Le traitement de la musique et de l'image
Le récit historique de Pachamama est abordé grâce au soin réservé à la bande son et au montage cinématographique. L' engagement du cinéaste et de toute son équipe (Aurélie Raphaël, Maria Hellemeyer pour la direction et création artistique) est placé du point de vue des vaincus (cf. Nathan Wachtel) et se traduit par les ressources techniques et créatives originales du film. Pierre Hamon a oeuvré comme si une synchronicité s'entendait pour ce film : grand collectionneur d'instruments musicaux amérindiens, collaborateur de Jordi Savall, spécialiste de musiques de Guillaume de Machaut, voisin inattendu du réalisateur, il a réussi à insuffler une utilisation noble de son matériel comme des vases siffleurs, des flûtes originales en céramique et à créer des ambiances sonores cohérentes. Ainsi, ce film nous rapproche sans imposture de la puissance du récit. La huaca du film représente alors le tout : une semence à préserver. Son caractère écologique, chamanique et contemplatif participe à l'émerveillement et à la lutte contre les idées fausses. L'image en ce sens est aussi sensorielle. La volonté esthétique rassure et donne de l'espoir sur les futures propositions visuelles des films d'animation : le parti pris de l'émotion est ce qui nous en met plein la vue, non une esthétique gênante pour nos yeux. Le grain de l'image est travaillé comme une poterie argileuse, une terre cuite, les couleurs choisies en cohérence avec le sujet et l'époque traités. On salue le choix de l'équipe qui a laissé de côté l'usage du Stop-Motion pour la 3D (en collaboration avec Blue Spirit). Le graphisme de Pachamama prouve qu'un film abordant une communauté indigène aujourd'hui, depuis le regard de sa jeunesse et dans une volonté de détruire les fausses idées est possible et accompagne la reconnaissance et la diffusion d'une culture riche et toujours vivante.

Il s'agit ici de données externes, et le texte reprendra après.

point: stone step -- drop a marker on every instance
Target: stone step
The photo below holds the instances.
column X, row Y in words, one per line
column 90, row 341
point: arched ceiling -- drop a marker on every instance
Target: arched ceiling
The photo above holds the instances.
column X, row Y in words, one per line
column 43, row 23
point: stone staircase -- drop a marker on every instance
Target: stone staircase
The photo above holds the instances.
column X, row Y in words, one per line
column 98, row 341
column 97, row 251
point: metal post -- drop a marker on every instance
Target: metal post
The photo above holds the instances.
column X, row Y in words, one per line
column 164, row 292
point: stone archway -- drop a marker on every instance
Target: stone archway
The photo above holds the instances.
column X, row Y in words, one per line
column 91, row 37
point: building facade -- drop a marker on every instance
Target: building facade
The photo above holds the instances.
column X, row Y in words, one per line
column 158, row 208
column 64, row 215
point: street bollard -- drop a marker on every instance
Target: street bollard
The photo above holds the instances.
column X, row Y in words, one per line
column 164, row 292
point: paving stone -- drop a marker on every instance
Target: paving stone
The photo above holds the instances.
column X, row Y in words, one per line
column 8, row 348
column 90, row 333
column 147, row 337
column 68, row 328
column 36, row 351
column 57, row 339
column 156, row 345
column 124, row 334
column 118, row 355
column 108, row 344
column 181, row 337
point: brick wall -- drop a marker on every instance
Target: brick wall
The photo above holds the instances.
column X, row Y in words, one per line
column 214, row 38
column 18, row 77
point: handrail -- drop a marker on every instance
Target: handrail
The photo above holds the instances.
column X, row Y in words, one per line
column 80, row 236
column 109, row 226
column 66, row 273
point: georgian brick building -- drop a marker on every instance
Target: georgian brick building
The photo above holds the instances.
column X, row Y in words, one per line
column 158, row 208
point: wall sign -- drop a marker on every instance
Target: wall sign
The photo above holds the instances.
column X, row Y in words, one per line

Pachamama n'est pas une fable pour incrédules, c'est un film qui s'impose comme une identité artistique et culturelle unique à ceux qui ne souhaitent pas perdre leur temps. Les défis du budget modeste élèvent les choix cinématographiques vers l'essentiel : éveiller le spectateur à une autre image, un autre son, une autre Histoire. La curiosité du public sera délicieusement assouvie, il trouvera avec Pachamama une aventure, des émotions et du sens. Peut-être que la vision enjouée d'un village en paix sera remise en question, mais Tepulpaï, Naïra, Juan Antín et les autres seront là pour continuer à nous éveiller à la cosmogonie et à l'histoire que l'on ne montre pas assez.